If I lived in Greenfield, I’d be in the majority of the voters who last night overwhelmingly approved borrowing $24 million to receive matching state funds to build a new $66 million high school. I think that anyone would agree that the existing school wasn’t up to any kind of standard–rickety and built in the 1970s, and that being about to leverage half the cost using state money makes sense.

So many other towns have fared poorly in these referendums. Sunderland, for example, stands out as a town full of people who refuse to vote to raise their own property taxes to pay for schools. More than a few Prop 2 1/2 overrides have been defeated there. Now we see what happens…school officials are trying to get some of their kids into Whately’s school, since they haven’t had to cut as much there. They did the same thing with the local Tri-Town Beach, now Sunderland kids can’t swim there. They won’t pay.

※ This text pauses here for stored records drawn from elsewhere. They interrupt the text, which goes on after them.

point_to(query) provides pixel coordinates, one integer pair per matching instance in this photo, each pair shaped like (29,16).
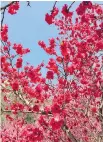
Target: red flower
(56,124)
(12,9)
(65,11)
(4,32)
(94,110)
(50,75)
(19,63)
(56,108)
(18,48)
(36,108)
(49,19)
(15,86)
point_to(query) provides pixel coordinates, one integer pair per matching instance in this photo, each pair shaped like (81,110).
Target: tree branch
(4,7)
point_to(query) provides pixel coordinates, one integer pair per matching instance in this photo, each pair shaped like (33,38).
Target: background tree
(67,104)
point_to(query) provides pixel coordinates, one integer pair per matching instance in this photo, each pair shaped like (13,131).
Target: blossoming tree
(67,104)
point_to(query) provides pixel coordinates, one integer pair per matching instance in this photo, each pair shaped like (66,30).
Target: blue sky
(28,27)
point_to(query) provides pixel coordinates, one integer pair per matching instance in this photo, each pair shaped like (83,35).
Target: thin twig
(71,5)
(53,7)
(4,7)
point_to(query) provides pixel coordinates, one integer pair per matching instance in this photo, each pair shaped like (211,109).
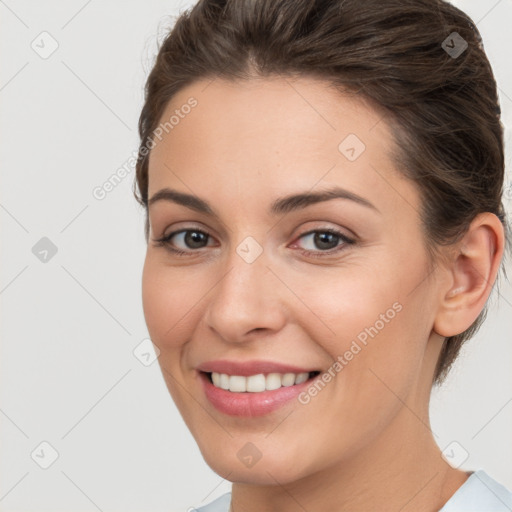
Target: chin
(271,469)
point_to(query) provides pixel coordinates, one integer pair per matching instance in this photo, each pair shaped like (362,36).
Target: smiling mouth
(258,383)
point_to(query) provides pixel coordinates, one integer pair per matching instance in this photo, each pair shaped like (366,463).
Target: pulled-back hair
(399,55)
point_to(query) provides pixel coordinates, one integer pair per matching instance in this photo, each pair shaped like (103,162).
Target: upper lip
(247,368)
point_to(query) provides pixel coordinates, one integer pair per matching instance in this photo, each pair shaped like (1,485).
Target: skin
(365,438)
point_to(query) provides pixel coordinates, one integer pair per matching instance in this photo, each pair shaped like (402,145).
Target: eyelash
(165,242)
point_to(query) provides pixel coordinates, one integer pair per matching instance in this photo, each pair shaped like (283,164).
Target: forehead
(270,133)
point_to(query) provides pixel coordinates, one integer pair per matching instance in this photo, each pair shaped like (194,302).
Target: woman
(322,182)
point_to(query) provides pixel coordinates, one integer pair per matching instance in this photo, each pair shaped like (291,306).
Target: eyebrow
(282,205)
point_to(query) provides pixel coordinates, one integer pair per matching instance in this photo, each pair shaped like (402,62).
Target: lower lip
(250,404)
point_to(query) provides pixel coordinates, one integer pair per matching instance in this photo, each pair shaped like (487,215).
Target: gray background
(70,324)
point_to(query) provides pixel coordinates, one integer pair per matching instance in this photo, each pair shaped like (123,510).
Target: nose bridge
(245,297)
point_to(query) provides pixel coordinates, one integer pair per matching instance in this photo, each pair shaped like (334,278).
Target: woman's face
(270,285)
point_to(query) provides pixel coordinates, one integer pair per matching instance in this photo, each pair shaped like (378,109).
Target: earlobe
(473,269)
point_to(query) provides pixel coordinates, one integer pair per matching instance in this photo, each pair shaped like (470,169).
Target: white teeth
(224,381)
(237,383)
(302,377)
(257,383)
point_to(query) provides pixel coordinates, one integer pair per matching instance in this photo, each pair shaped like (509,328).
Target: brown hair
(400,55)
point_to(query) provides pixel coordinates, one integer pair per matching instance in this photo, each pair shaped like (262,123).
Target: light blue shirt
(479,493)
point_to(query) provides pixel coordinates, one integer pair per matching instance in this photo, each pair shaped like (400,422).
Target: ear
(472,268)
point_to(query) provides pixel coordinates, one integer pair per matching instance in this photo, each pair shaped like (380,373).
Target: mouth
(258,383)
(254,395)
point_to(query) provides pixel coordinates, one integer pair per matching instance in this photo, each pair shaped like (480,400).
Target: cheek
(372,321)
(164,303)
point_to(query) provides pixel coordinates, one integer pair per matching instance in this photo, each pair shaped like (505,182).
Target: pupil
(193,237)
(321,239)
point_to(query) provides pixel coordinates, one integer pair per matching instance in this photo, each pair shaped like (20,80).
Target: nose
(247,301)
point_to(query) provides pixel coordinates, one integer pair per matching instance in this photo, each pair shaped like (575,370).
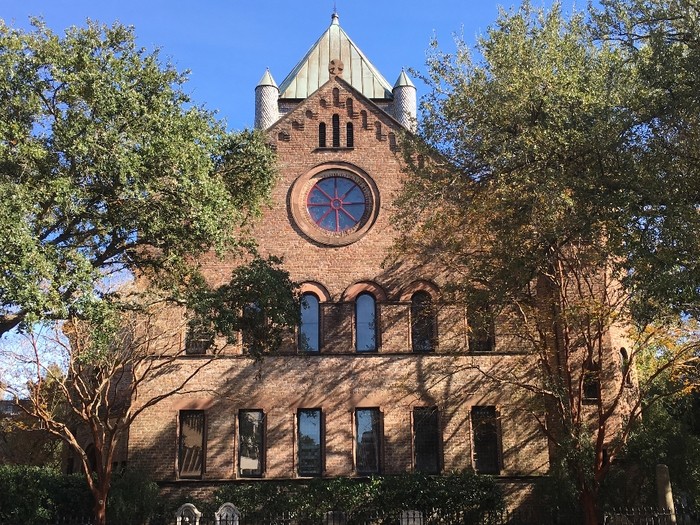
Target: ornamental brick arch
(420,286)
(317,289)
(352,291)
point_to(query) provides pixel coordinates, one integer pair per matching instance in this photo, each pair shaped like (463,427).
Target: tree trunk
(589,507)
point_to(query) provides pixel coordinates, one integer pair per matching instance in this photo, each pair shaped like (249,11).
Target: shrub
(37,495)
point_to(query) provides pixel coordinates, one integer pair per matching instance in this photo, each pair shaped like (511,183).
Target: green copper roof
(403,80)
(267,79)
(313,70)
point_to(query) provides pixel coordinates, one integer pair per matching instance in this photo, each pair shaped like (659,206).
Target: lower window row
(310,439)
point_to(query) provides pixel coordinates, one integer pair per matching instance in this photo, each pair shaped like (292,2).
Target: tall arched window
(422,322)
(322,135)
(309,330)
(336,131)
(365,323)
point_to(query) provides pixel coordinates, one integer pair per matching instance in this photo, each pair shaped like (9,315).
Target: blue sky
(227,45)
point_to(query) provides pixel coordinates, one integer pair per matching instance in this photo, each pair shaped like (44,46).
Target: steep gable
(334,53)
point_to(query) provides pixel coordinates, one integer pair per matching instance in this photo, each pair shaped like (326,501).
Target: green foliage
(108,170)
(35,495)
(668,434)
(555,133)
(133,499)
(453,492)
(260,302)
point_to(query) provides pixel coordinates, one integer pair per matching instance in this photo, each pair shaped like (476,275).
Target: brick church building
(383,376)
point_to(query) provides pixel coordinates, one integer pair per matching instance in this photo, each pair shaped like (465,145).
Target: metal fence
(652,516)
(532,516)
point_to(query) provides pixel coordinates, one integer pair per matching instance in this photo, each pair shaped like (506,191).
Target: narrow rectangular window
(591,386)
(191,444)
(486,440)
(481,328)
(336,131)
(251,443)
(426,440)
(310,442)
(367,440)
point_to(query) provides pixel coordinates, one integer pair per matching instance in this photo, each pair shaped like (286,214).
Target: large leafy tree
(108,170)
(535,180)
(114,187)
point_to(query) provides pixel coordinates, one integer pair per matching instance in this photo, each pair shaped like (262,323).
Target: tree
(113,188)
(91,400)
(109,171)
(525,183)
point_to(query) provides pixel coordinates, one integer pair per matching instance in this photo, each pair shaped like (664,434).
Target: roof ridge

I wouldn’t be proud of living in a town that refuses to ante up for new schools. I think about Shutesbury and their library funding….I would predict, even with the recent discovery of PCBs at the site, that somehow there will be a new library built there and with the force of Oprah getting their video message out, funding will be coming in from more than just Shutesbury residents. I sense it will happen.

But back to Sunderland. It seems like a mean spirited town, one that is full of old fed-up people who say, well, my kids are grown up, so why should I have to pay for someone else’s kids’s school? I wouldn’t want to live in a town like that.

In towns like Greenfield a spirit is growing, people are optimistic and see the value of a brand new school, a track to run around, and they figure it’s worth paying for. They made the right call up there, and I am happy for them.